A ideia de se romper a Lei do Teto de Gastos Públicos não é de hoje. A especulação remonta ainda de 2020, quando o governo passou a pagar o Auxílio Emergencial e a popularidade do presidente foi impactada positivamente, principalmente no Nordeste. O resultado instou uma pressão enorme das lideranças políticas fisiológicas que sustentam o seu combalido mandato. Com a Câmara dos Deputados controlada por Arthur Lira e Ciro Nogueira no comando do Ministério da Casa Civil, o lobby populista se fortaleceu, cativando Bolsonaro, que nunca foi liberal, pelo potencial eleitoral de transformar benefícios sociais em votos.

Nessa semana, o presidente determinou que o novo programa de renda a ser pago até o fim de 2022 deve ter um valor de R$ 400 mensais. Na configuração atual da lei orçamentária, não há recursos para tanto. Mas não é problema. Mande-se à favas os escrúpulos, e também a responsabilidade fiscal, que já inexiste desde muito tempo, é bom dizer. Uma parte considerável dos valores que serviriam para financiar a operação viriam de leis que tramitam no Congresso Nacional e também de fora da Lei do Teto de Gastos. Na última quarta-feira (20), o ministro da Cidadania, João Roma, garantiu que os pagamentos já começariam em novembro. Não deu detalhes de onde viria o dinheiro.

O supostamente irredutível e austero Paulo Guedes não tardou a vir com elucubrações tecnicistas de modo a tentar convencer o mercado de que o rigor seria mantido, mesmo admitindo que, na prática, o objetivo era buscar uma licença para gastar. “Seria uma antecipação da revisão do teto de gastos que está para 2026 ou se, ao contrário, mantém, mas por outro lado pede um 'waiver', pede uma licença para gastar essa camada temporária de proteção”, disse em uma live.

O que se pretende fazer é alterar a antecipação do dispositivo que faculta a modificação do indexador de correção do crescimento das despesas no Teto. Hoje, segundo o Art 108, isso só ocorreria “a partir do décimo exercício da vigência do Novo Regime Fiscal”. Pela lei atual, o Teto é corrigido pela inflação acumulada em 12 meses até junho do ano anterior de sua vigência. A proposta é passar a calcular com base na inflação de janeiro a dezembro. A manobra no calendário é que possibilitaria a folga fiscal e os recursos para gastar, sem abrir mão de nada e até criando outras despesas não previstas, como o tal auxílio caminhoneiro. É a lógica do por onde passa boi passa boiada, como diria Ricardo Salles. Ao invés de fazer as despesas caberem no teto, mais fácil fazer o teto caber nas despesas.

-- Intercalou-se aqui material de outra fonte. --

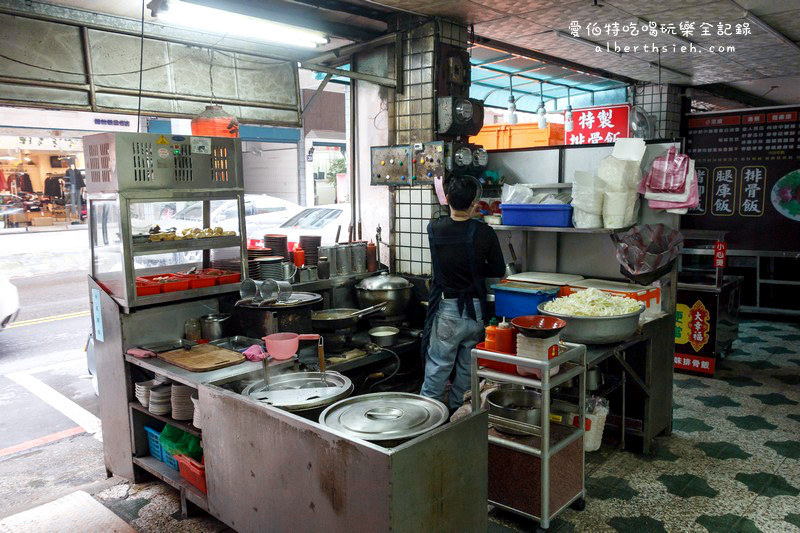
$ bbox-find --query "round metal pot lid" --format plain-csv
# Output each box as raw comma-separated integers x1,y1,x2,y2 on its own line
319,392,449,441
242,371,353,411
356,272,411,291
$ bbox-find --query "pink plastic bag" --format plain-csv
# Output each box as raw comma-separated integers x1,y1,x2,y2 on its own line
642,146,689,194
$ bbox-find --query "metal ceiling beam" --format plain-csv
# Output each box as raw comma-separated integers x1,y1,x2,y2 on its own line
474,36,637,85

Na esteira da decisão do governo de arregaçar explicitamente as contas públicas, o secretário especial do Tesouro e Orçamento, Bruno Funchal, e o secretário do Tesouro Nacional, Jefferson Bittencourt, pediram demissão de suas funções no Ministério da Economia. Guedes permanece no cargo não mais como fiador de uma agenda liberalizante, mas como avalista de luxo do populismo eleitoreiro de Bolsonaro. A antiga contabilidade criativa foi substituída pela contabilidade patriótica. Se não der pedalada o PT volta, vocês sabem.